VANCOUVER – The UBC Thunderbirds (2-1) got a tremendous performance from their defence to limit the seventh-ranked Saskatchewan (2-1) to just three second-half points en route to a 31-10 victory over the Huskies on Saturday.
UBC quarterback Michael O’Connor passed for more than 400 yards at a jam-packed Homecoming Day at Thunderbird Stadium. The ‘Birds never trailed while entertaining a crowd of 9,542, the third largest crowd in Canada West football history.
Up by a field goal at halftime, UBC scored majors on back-to-back possessions in the third quarter to take a three-score lead while the Huskies couldn’t manage to respond.
O’Connor finished the game 26-of-36 for 431 yards, two touchdowns and an interception.
Trivel Pinto finished the game with 242 all purpose yards, including a 60-yard catch-and-run, and his first touchdown of the season.
The ‘Birds offence wasted no time out of the gate as Michael O’Connor threw deep to Alex Morrison on their first play from scrimmage for a 93-yard touchdown as UBC took the 7-0 lead less than five minutes in. After the two teams traded punts, the Huskies put together a touchdown drive starting at their own 46-yard line capped off by a four-yard Colton Klassen rush to tie the game.
The ‘Birds re-took the lead for good early in the second quarter when O’Connor once again quickly moved the ball downfield setting up a 13-yard Greg Hutchins field goal. Late in the half after Pinto’s 60-yard reception, O’Connor looked for Will Watson in the end zone but the ball was picked off by Saskatchewan’s Brooks Falloon.
But UBC’s defence came up big yet again and forced the Huskies to punt keeping the ‘Birds in front 10-7 at the half. After the teams traded punts to start the second half, O’Connor engineered an efficient six-play, 53-yard drive with Ben Cummings scoring a seven-yard rushing touchdown, his first of the season to put the ‘Birds up 17-7 midway through the third.
On UBC’s next possession, O’Connor threw a 45-yard pass to Trey Kellogg getting the ball down to the Saskatchewan 33-yard line. After calling his own number for a first down run, O’Connor went back to Pinto for the major score as the ‘Birds took a three-possession lead for the first time in the game.
Hutchins added a 29-yard field goal six minutes into the fourth quarter to open up a 20-point lead and added a late punt single.
Huskies kicker Sean Stenger hit a 42-yard field goal to eclipse the 200-point mark in his Canada West career, the 26thplayer in history to do so. The historic kick put up the only points for the Huskies beyond the 1st quarter.
Saskatchewan quarterback Kyle Siemens was kept to 265 yards passing and no touchdowns.
UBC was without receiver Marcus Davis because of injury but others certainly picked up in his absence including running back Ben Cummings who finished the game with 181 yards rushing.

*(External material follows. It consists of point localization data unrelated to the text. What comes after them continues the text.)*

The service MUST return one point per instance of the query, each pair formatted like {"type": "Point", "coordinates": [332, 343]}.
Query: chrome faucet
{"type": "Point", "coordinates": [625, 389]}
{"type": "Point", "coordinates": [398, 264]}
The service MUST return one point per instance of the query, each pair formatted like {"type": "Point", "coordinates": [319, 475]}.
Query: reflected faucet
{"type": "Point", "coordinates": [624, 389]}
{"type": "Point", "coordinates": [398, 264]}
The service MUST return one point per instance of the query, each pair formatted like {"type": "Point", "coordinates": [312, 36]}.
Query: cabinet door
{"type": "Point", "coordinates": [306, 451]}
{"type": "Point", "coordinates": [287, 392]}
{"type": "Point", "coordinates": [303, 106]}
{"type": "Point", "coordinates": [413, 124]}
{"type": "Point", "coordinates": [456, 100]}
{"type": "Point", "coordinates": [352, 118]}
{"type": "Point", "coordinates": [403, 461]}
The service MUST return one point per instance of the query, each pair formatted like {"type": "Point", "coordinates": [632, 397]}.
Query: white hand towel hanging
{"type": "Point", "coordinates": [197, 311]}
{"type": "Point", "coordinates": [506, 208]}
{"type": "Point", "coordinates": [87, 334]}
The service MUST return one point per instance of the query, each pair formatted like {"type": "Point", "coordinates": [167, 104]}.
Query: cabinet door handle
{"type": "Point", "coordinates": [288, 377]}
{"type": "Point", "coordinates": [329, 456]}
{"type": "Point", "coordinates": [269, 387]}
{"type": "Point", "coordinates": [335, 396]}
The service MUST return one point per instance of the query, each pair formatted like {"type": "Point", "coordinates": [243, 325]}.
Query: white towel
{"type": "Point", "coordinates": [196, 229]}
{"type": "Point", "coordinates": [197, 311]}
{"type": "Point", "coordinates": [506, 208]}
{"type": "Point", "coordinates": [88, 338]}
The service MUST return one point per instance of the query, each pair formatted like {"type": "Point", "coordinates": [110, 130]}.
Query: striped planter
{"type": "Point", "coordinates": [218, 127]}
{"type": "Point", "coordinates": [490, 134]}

The win moves the T-Birds into a tie for second in the Canada West with Saskatchewan and Regina. The Huskies are on the road to face Calgary on Sept. 23.
UBC head coach Blake Nill
On the defence: “That’s a young crew out there, we had four 18 year olds on the field most of the time but they’re athletes, and they’re rising to the occasion.”
On the offence: “I’ve been coaching for 26 years and this group of athletes, they’re definitely up there. We had to sit Marcus Davis today and we didn’t miss a beat at all.
“We’re going to be okay offensively, we’re still putting in a new system, but it’s just frustrating when we don’t finish. I’m not talking about us being a .500 team here, I want us to be at the top and we have to finish when we have the chance.”
UBC defensive back Starves Katsantonis
“Our defence played lights out. We were very well prepared coming into this game, coach Tracy drew up a great game plan for us and we executed on all facets.”
UBC wide receiver Trivel Pinto
“I was just happy I could finish the game. I messed up last week, it was a silly play by me. I was just happy I could finish and play for my teammates and happy we got the win.
“Everyone on offence, we’re all just playing for each other. One guy goes down and everyone else steps up and picks up the slack.”